Vente de médicaments en grande surface

Bonjour à tous,


Jeudi dernier l'Autorité de la concurrence a rendu un avis (n°19-A-08) relatif aux secteurs de la distribution du médicament en ville et de la biologie médicale privée. 

Après plusieurs mois d'investigation et de consultation publique, l'Autorité de la concurrence vient de rendre son enquête sur le secteur de la santé. 

L'une des propositions formulées a beaucoup fait parlé d'elle ces derniers jours : à savoir la mise en place d'une plus grande diversité des modes de distribution du médicament à prescription médicale facultative. 

Autrement dit, selon cette institution, il serait opportun de vendre certains médicaments sans ordonnance hors pharmacie, voire même hors parapharmacie et directement en grande surface par exemple. 

Cela conduirait à plus de concurrence sur le marché et par conséquent à une baisse des prix in fine pour le consommateur. 

Bien entendu, les pharmaciens sont les premiers détracteurs de cette proposition et certains médecins la réfutent également. 

D'autres expliquent au contraire qu'il ne s'agit pas nécessairement de porter atteinte au monopole du pharmacien mais plutôt à celui de l'officine, dans la mesure où il serait envisageable de vendre des médicaments en supermarché (dans des zones bien séparées des denrées alimentaires) sous l'autorité d'un pharmacien qui aurait l'obligation d'être présent durant les horaires de vente afin de répondre éventuellement aux questions des consommateurs. 

Le coin des juristes : 
Source : site internet de l'autorité de la concurrence

L'Autorité de la concurrence se définit comme "une autorité administrative indépendante, spécialisée dans le contrôle des pratiques anticoncurrentielles, l'expertise du fonctionnement des marchés et le contrôle des opérations de concentration. Au service du consommateur, elle a pour objectif de veiller au libre jeu de la concurrence et d'apporter son concours au fonctionnement concurrentiel des marchés aux échelons européen et international". 
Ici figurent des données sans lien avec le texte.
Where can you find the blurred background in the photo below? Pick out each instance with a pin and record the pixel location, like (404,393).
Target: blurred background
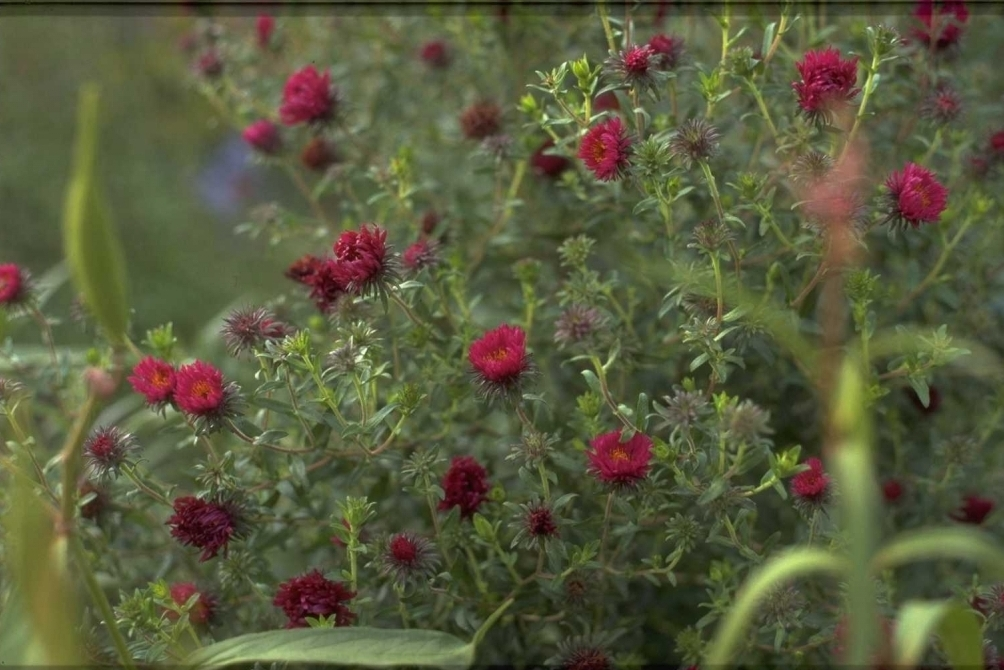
(177,179)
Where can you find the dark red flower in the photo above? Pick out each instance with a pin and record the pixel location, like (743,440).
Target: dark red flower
(264,26)
(362,257)
(264,137)
(308,97)
(421,254)
(619,463)
(155,379)
(14,285)
(942,22)
(500,361)
(811,485)
(827,81)
(605,150)
(547,164)
(915,196)
(481,120)
(892,490)
(205,524)
(203,609)
(669,50)
(465,485)
(318,155)
(975,510)
(250,327)
(435,53)
(313,596)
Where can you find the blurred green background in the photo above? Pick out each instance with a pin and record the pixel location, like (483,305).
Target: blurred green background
(177,180)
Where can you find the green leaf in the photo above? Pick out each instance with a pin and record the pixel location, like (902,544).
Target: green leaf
(955,624)
(370,647)
(92,249)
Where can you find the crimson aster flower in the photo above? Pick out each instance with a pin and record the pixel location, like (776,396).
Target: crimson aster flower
(208,525)
(827,82)
(915,196)
(313,596)
(264,137)
(308,97)
(619,464)
(500,362)
(155,380)
(605,150)
(465,485)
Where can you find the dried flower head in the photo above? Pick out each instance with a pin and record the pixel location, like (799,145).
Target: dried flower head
(827,83)
(915,197)
(313,596)
(605,150)
(695,141)
(207,524)
(308,97)
(481,121)
(105,449)
(408,556)
(619,464)
(500,363)
(465,485)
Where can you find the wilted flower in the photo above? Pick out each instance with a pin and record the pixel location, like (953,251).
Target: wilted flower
(915,196)
(605,150)
(313,596)
(481,120)
(619,464)
(695,141)
(105,450)
(308,97)
(827,82)
(408,556)
(248,328)
(208,525)
(465,485)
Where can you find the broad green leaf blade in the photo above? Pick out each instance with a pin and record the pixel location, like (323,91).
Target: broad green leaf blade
(955,624)
(785,567)
(92,249)
(369,647)
(952,542)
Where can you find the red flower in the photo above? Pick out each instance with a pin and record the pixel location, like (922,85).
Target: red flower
(155,379)
(207,525)
(892,490)
(435,53)
(811,485)
(827,81)
(308,97)
(313,596)
(14,284)
(199,390)
(421,254)
(481,120)
(916,196)
(943,22)
(499,359)
(619,463)
(546,164)
(465,485)
(975,510)
(669,50)
(265,25)
(605,150)
(362,258)
(264,137)
(203,609)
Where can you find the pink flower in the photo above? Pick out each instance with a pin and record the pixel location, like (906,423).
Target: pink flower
(605,150)
(308,97)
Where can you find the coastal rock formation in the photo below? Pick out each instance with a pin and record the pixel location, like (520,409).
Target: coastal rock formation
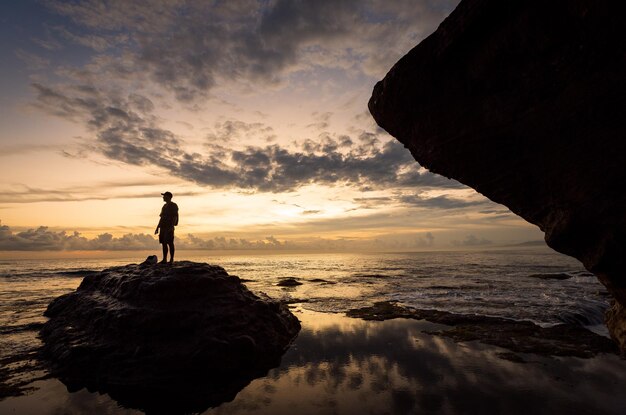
(183,336)
(523,101)
(517,336)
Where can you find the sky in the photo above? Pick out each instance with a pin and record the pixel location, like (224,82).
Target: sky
(252,113)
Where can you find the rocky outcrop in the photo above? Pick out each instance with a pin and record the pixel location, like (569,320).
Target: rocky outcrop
(523,101)
(165,338)
(517,336)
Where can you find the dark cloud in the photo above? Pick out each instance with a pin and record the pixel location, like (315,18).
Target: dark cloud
(126,131)
(471,240)
(188,47)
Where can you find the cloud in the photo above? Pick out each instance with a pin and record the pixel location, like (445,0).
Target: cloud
(126,131)
(190,47)
(21,193)
(471,240)
(44,239)
(439,202)
(236,130)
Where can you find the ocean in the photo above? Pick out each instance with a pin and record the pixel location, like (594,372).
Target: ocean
(533,284)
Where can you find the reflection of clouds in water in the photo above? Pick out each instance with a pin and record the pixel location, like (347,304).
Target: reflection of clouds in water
(342,365)
(349,366)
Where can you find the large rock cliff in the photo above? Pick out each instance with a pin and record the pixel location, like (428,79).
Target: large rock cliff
(168,338)
(523,100)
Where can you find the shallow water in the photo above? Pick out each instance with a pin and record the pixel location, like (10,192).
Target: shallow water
(339,365)
(332,364)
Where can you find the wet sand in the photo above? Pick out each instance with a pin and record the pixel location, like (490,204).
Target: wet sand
(345,365)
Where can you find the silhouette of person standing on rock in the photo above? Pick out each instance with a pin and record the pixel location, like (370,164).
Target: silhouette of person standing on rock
(169,219)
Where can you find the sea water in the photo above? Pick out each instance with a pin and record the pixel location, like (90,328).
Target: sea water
(533,284)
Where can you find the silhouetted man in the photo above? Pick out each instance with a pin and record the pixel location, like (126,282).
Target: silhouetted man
(169,219)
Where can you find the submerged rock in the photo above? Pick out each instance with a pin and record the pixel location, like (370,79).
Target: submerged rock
(518,336)
(289,282)
(185,335)
(523,101)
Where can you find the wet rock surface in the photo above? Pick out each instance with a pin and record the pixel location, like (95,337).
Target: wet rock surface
(517,336)
(289,282)
(165,338)
(523,101)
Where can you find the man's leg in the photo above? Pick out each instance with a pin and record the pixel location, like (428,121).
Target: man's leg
(164,252)
(171,244)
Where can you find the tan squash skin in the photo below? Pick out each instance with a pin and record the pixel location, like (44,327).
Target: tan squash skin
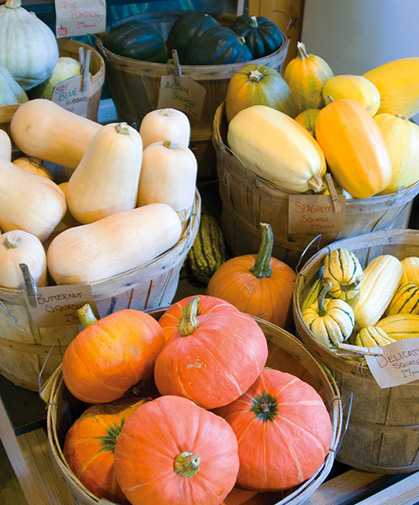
(106,180)
(18,246)
(165,124)
(113,245)
(42,129)
(29,202)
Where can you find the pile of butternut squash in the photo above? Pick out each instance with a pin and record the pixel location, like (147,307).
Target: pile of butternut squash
(365,307)
(355,126)
(127,198)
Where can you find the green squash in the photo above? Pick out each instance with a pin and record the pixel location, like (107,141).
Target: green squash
(208,251)
(262,36)
(185,28)
(136,40)
(218,46)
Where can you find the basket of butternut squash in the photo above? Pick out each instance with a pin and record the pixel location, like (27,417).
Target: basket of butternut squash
(352,298)
(122,223)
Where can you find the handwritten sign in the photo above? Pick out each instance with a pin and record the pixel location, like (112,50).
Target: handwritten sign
(79,17)
(57,305)
(315,214)
(399,363)
(68,95)
(185,95)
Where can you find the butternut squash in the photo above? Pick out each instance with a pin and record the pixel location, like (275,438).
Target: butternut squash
(28,202)
(106,179)
(354,148)
(115,244)
(16,247)
(5,146)
(381,278)
(165,124)
(42,129)
(168,175)
(277,148)
(402,140)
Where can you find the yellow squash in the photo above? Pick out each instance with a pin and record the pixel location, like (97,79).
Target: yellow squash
(354,148)
(277,148)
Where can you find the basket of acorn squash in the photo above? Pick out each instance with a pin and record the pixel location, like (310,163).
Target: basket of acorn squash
(351,298)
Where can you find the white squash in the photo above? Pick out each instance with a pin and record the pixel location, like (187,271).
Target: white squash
(28,47)
(165,124)
(16,247)
(106,179)
(277,148)
(28,202)
(5,146)
(168,175)
(113,245)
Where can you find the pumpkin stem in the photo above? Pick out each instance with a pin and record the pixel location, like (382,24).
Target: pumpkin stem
(187,464)
(262,267)
(12,241)
(170,145)
(253,22)
(86,315)
(321,298)
(302,51)
(122,128)
(189,322)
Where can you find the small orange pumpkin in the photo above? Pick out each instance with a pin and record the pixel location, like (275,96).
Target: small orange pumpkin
(112,354)
(257,284)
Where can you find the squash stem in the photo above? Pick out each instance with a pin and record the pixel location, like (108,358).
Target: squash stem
(187,464)
(262,267)
(302,51)
(86,315)
(321,298)
(189,322)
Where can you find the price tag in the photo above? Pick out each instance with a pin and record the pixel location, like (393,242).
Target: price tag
(185,95)
(79,17)
(315,214)
(57,305)
(68,95)
(399,363)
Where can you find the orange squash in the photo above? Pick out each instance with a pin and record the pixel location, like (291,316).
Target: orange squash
(90,442)
(257,284)
(112,354)
(354,148)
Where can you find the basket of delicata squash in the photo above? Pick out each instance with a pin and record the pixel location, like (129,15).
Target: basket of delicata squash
(198,403)
(352,298)
(122,221)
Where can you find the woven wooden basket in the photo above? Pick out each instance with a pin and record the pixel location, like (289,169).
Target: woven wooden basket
(24,347)
(69,47)
(383,431)
(248,200)
(286,353)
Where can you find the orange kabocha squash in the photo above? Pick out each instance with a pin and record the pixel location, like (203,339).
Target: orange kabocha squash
(90,442)
(112,354)
(283,429)
(213,352)
(306,75)
(171,451)
(354,148)
(257,284)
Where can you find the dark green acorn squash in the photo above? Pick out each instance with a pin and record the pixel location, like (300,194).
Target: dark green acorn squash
(218,46)
(262,36)
(187,26)
(136,40)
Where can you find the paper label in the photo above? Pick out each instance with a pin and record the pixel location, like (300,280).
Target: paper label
(57,305)
(399,363)
(315,214)
(67,94)
(187,96)
(79,17)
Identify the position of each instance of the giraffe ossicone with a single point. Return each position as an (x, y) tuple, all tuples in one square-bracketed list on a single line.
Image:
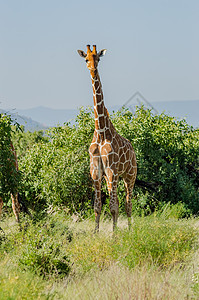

En France cette Autorité est chargée de garantir le respect de l'ordre public économique. A ce titre, elle exerce une action répressive à l'encontre des pratiques anticoncurrentielles et elle intervient, de sa propre initiative ou à la demande de plaignants, dès que la concurrence est faussée sur un marché. 

Elle peut prononcer des mesures d'urgence, des injonctions ou des sanctions pécuniaires. 

Elle a en revanche aucune vocation à réprimer les pratiques commerciales déloyales qui relèvent de la compétence du juge judiciaire. 

Enfin elle a aussi un rôle consultatif majeur, puisqu'elle rend des avis de sa propre initiative ou à la demande de personnes morales représentants des intérêts collectifs (gouvernement, parlement, collectivités territoriales etc). Ces avis peuvent porter sur toute question de concurrence et peuvent être assortis de recommandations visant à l'amélioration du fonctionnement concurrentiel des marchés.